E tem mais: depois de 2002, o Brasil não sabe o que é vencer de uma seleção européia em mata-mata. Fomos eliminados por França, Holanda, Alemanha, Bélgica, Croácia e, por fim, Noruega. De Ronaldo a Neymar, de Dunga a Ancelotti, há sempre um europeu puxando o Brasil para baixo. Ou seria um Brasil que se joga num abismo de ciclo em ciclo?

Nessa Copa,  a Seleção Brasileira sofreu com erros que custaram o hexa. O ciclo foi ruim, cheio de de troca de técnicos e no comando da CBF. Carlo Ancelotti teve um rendimento muito abaixo comparado com a sua história nas ligas da Europa. Ninguém dúvida da sua qualidade como técnico, mas o trabalho com o Brasil é altamente questionável. Trocas ruins, temosia com o esquema tático em 4-2-4 durante o ciclo curto e convocações duvidosas, como seu viu no Mundial, como as de Casemiro, Marquinhos, Danillo e Alisson.

E o Neymar? Houve uma pressão para a convocação de do atacante do Santos que, mais uma vez, não mostrou o seu pontencial na Copa. Quatro Copas, quatro eliminações – excluindo a responsabilidade dele, por óbvio, na Copa de 2014 quando Neymar foi vítima de uma entrada violentíssima do lateral colombiano Zuñiga. No presente, a realidade é outra. Neymar provocou o goleiro adversário Ørjan Nyland ao bater um pênalti que não serviu de muita coisa. Perdeu tempo em discussão enquanto o tempo corria contra a Seleção em busca do gol que nunca seria achado. Neymar só “fechou o caixão” da Seleção Brasileira. Jogou mal, atrapalhou o meio do campo, marcou gol em seu quarto mundial e, por fim, se aposentou assim que o Brasil foi eliminado.

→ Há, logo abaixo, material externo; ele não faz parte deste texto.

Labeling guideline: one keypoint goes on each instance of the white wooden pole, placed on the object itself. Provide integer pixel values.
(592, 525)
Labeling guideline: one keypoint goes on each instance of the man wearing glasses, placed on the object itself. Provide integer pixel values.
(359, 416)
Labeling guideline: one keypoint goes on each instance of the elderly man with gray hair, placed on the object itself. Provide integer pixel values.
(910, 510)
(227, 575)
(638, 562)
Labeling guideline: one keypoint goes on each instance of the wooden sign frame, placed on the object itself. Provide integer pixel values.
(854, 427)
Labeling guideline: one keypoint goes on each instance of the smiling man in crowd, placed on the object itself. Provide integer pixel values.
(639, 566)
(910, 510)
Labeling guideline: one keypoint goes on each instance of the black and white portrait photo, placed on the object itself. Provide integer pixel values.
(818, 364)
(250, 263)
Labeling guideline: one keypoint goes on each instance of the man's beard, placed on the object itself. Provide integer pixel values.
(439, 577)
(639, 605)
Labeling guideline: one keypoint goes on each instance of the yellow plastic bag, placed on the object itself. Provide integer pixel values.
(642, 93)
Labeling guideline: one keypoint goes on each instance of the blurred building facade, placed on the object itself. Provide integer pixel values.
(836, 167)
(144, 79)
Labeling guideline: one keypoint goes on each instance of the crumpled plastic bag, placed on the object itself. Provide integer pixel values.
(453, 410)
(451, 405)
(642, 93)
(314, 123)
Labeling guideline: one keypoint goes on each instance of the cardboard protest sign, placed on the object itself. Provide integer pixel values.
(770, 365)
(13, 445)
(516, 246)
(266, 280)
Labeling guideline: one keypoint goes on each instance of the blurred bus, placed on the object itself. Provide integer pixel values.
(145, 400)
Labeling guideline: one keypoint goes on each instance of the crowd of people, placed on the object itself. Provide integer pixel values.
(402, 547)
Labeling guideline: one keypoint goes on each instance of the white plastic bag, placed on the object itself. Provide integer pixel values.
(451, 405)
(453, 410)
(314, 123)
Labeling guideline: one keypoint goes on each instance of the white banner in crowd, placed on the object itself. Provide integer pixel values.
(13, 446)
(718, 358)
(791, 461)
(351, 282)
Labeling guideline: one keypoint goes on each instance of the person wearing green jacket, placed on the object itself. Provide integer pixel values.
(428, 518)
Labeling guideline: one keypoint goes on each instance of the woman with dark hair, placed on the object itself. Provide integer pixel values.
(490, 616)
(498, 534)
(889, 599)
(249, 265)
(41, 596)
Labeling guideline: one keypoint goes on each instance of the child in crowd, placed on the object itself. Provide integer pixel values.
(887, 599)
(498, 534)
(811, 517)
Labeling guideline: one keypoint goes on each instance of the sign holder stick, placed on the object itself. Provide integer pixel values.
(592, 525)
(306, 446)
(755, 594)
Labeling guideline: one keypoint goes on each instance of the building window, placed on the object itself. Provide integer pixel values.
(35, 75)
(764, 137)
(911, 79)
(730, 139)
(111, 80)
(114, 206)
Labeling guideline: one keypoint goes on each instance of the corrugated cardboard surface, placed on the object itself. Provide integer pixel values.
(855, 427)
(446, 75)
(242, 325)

E, por falar em penalti, descobrimos do pior jeito que o Bruno Guimarães era o quarto em preferência para uma penalidade. Ancelotti revelou que Neymar, Igor Thiago e Raphinha estavam à frente na lista das preferências. Nenhum estava em campo no primeiro tempo. Guimarães bateu nove cobranças na carreira, perdeu só duas. Nesta última, Bruno bateu mal e desperdiçou um gol fundamental ao Brasil.

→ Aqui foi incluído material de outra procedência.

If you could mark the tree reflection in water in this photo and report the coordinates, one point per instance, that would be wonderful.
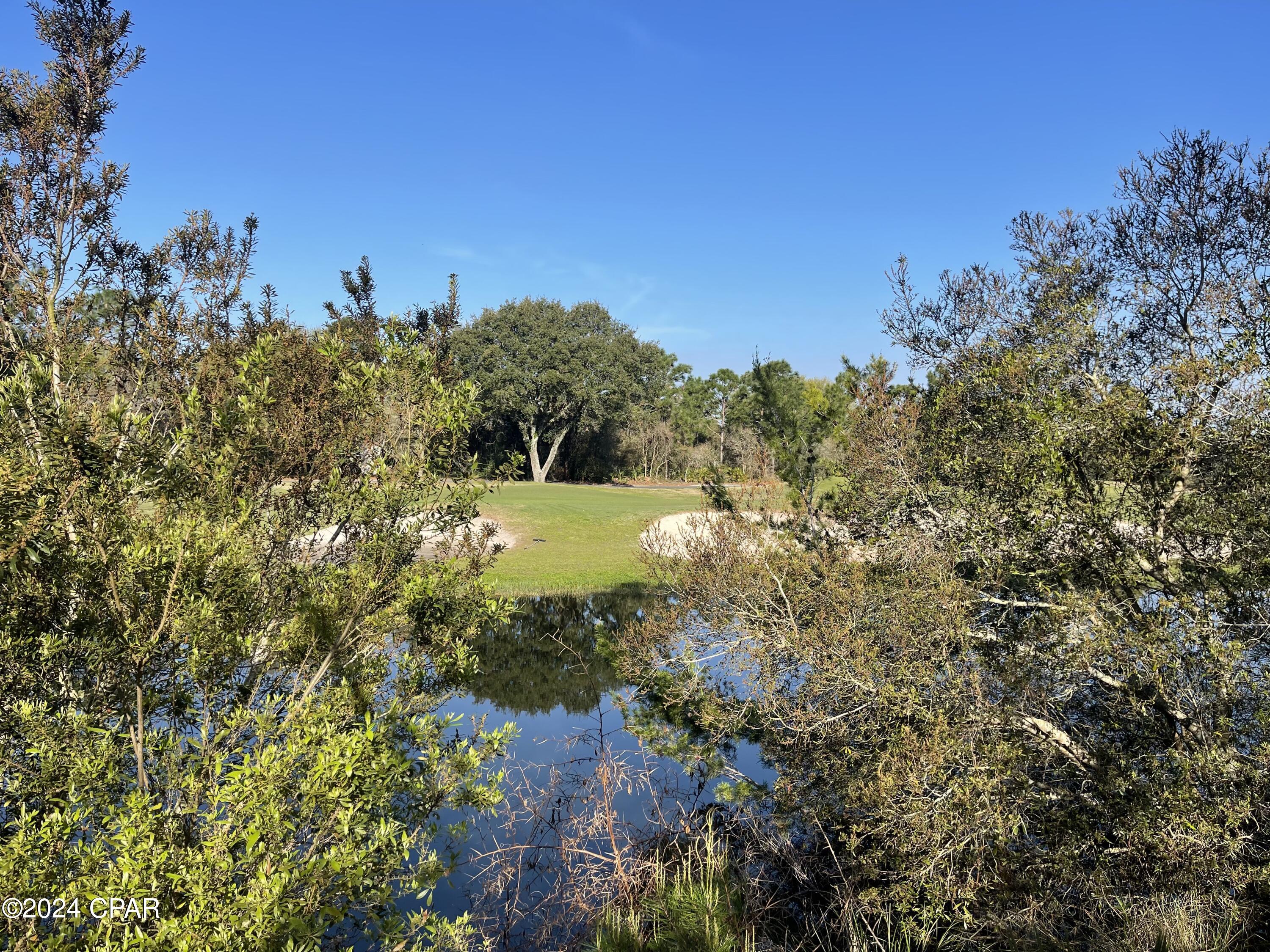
(552, 653)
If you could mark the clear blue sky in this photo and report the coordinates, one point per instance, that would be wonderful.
(723, 176)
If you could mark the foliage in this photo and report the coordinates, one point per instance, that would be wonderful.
(220, 658)
(1027, 668)
(690, 903)
(548, 371)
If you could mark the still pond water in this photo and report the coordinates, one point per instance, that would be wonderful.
(547, 673)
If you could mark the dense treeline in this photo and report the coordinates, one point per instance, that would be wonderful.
(1005, 647)
(580, 398)
(220, 653)
(1014, 676)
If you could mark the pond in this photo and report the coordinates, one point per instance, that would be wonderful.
(549, 672)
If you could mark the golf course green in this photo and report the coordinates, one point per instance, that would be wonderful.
(590, 535)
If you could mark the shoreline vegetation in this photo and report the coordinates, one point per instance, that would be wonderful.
(994, 648)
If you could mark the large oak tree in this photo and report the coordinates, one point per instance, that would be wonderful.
(553, 370)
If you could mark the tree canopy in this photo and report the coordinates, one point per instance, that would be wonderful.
(220, 653)
(550, 371)
(1023, 685)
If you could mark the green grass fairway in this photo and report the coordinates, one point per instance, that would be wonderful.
(592, 535)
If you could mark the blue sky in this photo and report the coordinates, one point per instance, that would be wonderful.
(726, 177)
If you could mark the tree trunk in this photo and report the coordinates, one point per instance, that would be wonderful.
(531, 441)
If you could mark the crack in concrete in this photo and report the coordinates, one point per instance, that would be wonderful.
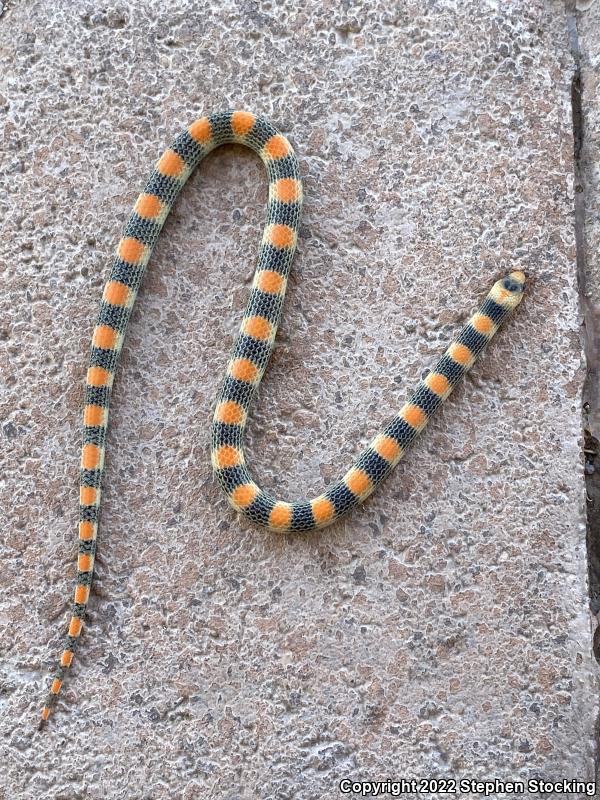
(591, 342)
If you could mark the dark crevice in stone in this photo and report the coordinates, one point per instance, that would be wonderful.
(591, 343)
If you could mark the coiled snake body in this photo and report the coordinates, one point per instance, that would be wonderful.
(250, 354)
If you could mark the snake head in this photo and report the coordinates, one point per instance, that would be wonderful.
(508, 291)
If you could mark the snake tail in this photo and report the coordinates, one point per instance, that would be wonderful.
(249, 357)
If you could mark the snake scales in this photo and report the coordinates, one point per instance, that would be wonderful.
(250, 354)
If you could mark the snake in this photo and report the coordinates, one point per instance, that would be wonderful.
(250, 354)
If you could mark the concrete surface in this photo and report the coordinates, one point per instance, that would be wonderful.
(443, 630)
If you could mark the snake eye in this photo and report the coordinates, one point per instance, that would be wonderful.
(512, 285)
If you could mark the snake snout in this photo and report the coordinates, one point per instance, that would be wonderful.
(514, 282)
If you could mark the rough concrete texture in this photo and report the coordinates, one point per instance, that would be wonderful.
(442, 630)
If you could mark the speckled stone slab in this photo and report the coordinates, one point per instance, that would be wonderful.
(442, 630)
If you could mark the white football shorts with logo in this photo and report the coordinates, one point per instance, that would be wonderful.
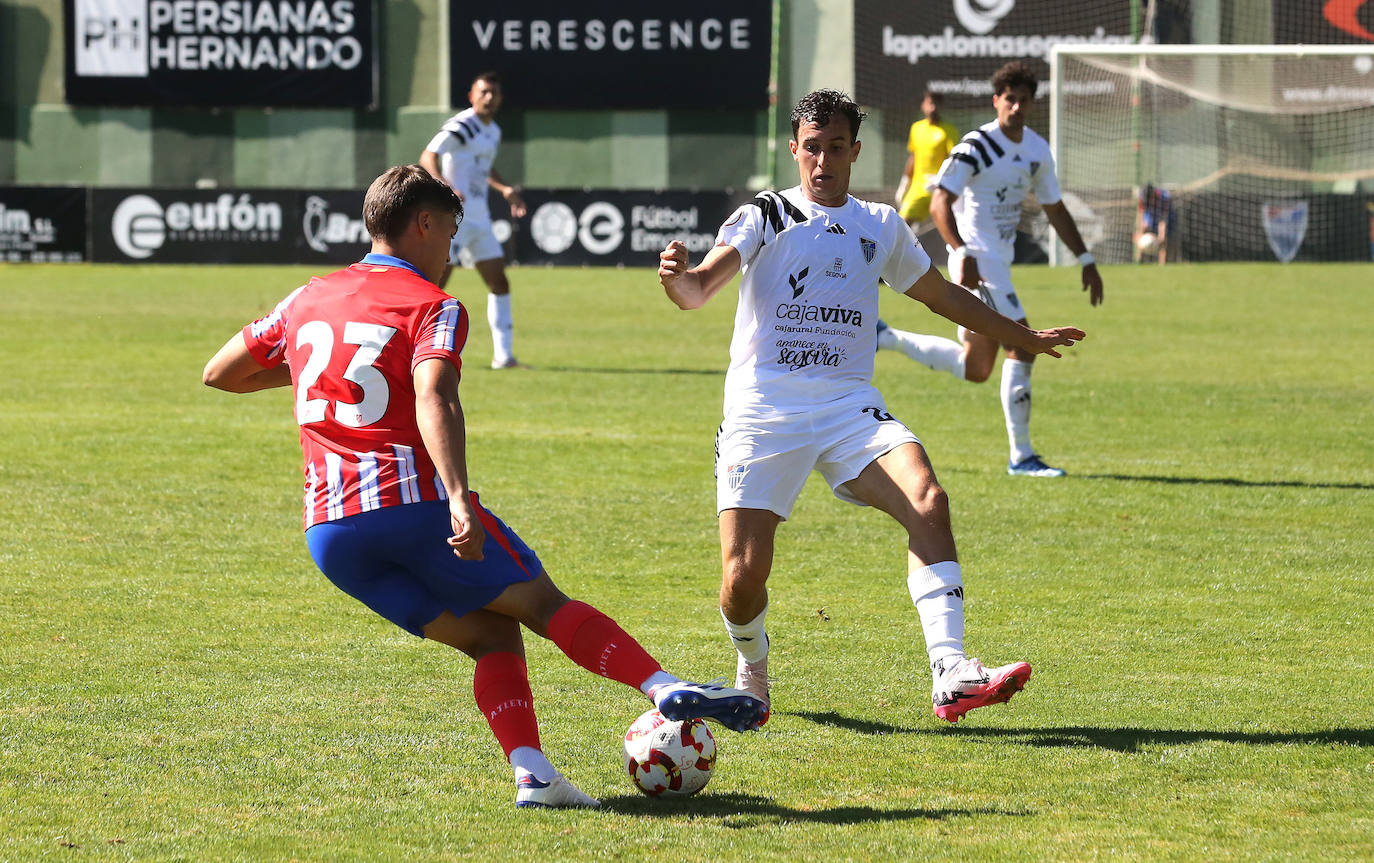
(763, 463)
(995, 290)
(474, 242)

O dia 5 de julho de 2026 foi aquele em que nada funcionou. Martinelli não conseguiu marcar. O tão aclamado Endrick jogou e perdeu um gol feito. Gabriel Magalhães não conseguiu marcar o Haaland. Ancelotti mexeu mal no segundo tempo.

Fato é que as vitórias anteriores contra o Haiti e Escócia, principalmente, mascararam os defeitos do elenco que nunca empolgou, esteve recheado de atuações ruins de jogadores dos principais times do mundo e sofreu com lesões.

Agora, veremos uma outra seleção ser campeã por mérito puro. Não há nada mais medíocre para uma nação pentacampeã ter que acompanhar a comemoração do outro sem, ao menos, ter tido a capacidade de disputar a propriedade da maior festa do futebol.